The global_batch_size is global across all devices in a machine. It is per machine. We did this out of convenience so that you can first optimize your training for single node and then scale out to multiple without having to change much else. The alternative is to make the global_batch_size global across all devices, and recompute the other values based on that.

In my view, the second approach has more practical disadvantages than the first. For example, I would find it very annoying to choose a value for global batch size that is evenly divisible by the number of devices and micro batch size.

If the current name is a problem, we can also rename the variable.

SHUMKASHUN commented 2 weeks ago

Thank you so much for the explanation. It will be good to add a note about this global_batch_size to be per machine in the readme. Because people may easily keep this global_batch_size unchanged when extend to multiple machines.

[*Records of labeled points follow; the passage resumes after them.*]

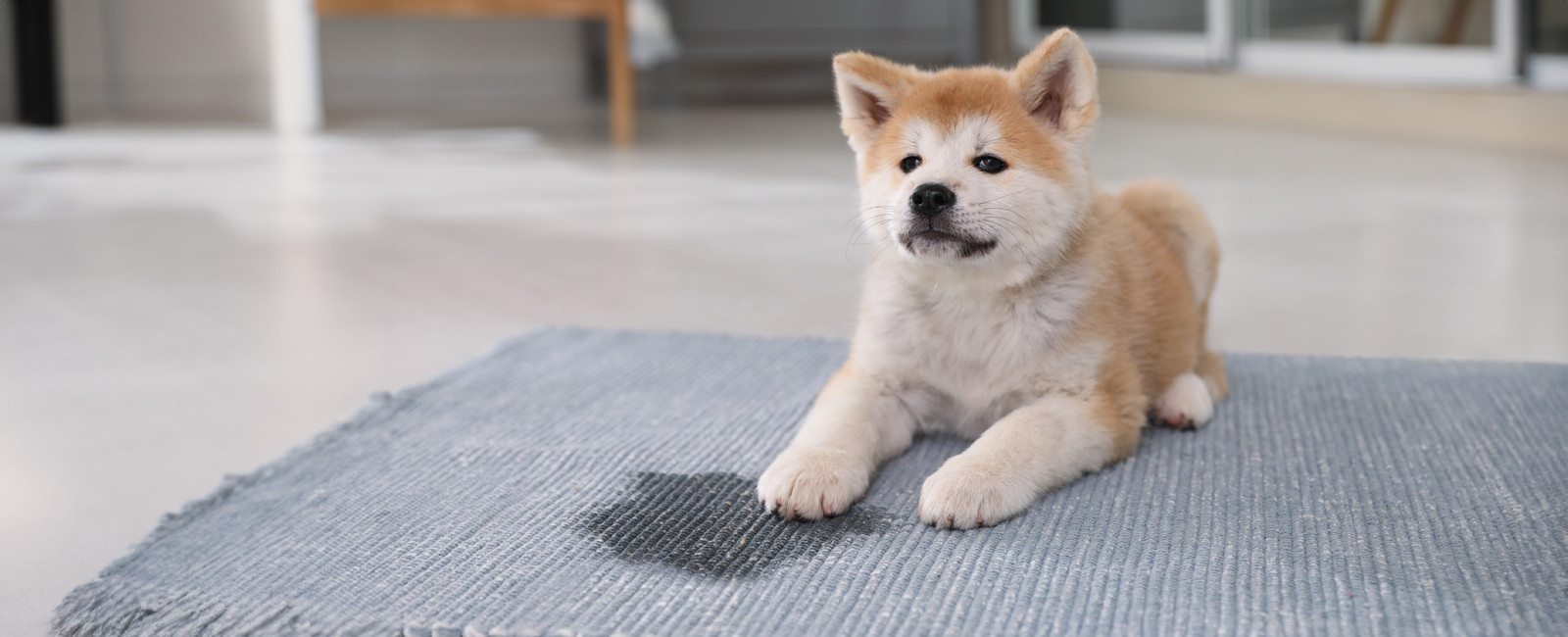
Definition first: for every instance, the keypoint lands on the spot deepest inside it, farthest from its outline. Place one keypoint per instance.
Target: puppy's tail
(1178, 220)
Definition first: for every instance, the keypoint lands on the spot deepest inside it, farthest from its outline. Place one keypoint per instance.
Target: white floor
(180, 305)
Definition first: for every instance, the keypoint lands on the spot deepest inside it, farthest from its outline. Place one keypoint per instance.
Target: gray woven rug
(582, 482)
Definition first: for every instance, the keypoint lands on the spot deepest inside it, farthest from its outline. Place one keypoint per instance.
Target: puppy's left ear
(1057, 83)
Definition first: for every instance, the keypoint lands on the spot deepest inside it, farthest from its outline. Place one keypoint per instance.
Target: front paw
(815, 482)
(963, 496)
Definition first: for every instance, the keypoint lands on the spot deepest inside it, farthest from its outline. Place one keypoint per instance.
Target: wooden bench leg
(623, 80)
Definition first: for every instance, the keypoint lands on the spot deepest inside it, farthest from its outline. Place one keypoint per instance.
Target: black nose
(932, 200)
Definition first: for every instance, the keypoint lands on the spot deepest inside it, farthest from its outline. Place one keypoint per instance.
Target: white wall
(206, 60)
(7, 86)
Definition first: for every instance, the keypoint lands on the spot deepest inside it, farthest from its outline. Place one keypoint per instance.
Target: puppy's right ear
(869, 91)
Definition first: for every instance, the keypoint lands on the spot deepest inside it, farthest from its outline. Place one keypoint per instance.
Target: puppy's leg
(1186, 404)
(1027, 452)
(855, 425)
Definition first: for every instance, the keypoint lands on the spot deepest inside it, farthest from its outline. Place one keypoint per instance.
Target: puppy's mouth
(935, 240)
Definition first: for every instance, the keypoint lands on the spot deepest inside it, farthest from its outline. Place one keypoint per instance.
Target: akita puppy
(1016, 305)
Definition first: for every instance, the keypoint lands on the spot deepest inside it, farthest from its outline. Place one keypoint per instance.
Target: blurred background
(223, 223)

awaelchli commented 2 weeks ago

Yes I agree. We could mention it here at least: https://github.com/Lightning-AI/litgpt/blob/76c88950f8bdb59f87ad6a870409f655956e725b/litgpt/args.py#L16-L17 Would you like to do it?

SHUMKASHUN commented 2 weeks ago

Maybe add extra line in config yaml file?

yuzc19 commented 2 days ago

Hi @SHUMKASHUN Thanks for this great question. If I understand correctly, if I am using 8 nodes, the global_batch_size needs to be divided by 8 of that in one node setting to achieve the similar performance in the same step, right?

awaelchli commented 1 day ago

if I am using 8 nodes, the global_batch_size needs to be divided by 8 of that in one node setting to achieve the similar performance in the same step, right?

Right yes, if you just want to get the same exact results on 8 vs 1 nodes, then you would do that. But of course, there is no practical benefit to that because you would use 8x more resources and not get any speed up in training compared to 1 node.

yuzc19 commented 1 day ago

if I am using 8 nodes, the global_batch_size needs to be divided by 8 of that in one node setting to achieve the similar performance in the same step, right?

Right yes, if you just want to get the same exact results on 8 vs 1 nodes, then you would do that. But of course, there is no practical benefit to that because you would use 8x more resources and not get any speed up in training compared to 1 node.

Thank you! I think it will speed up since the gradient accumulation iters will also be divided by 8 in this case. So for one optimization step, one node will go through fewer iterations.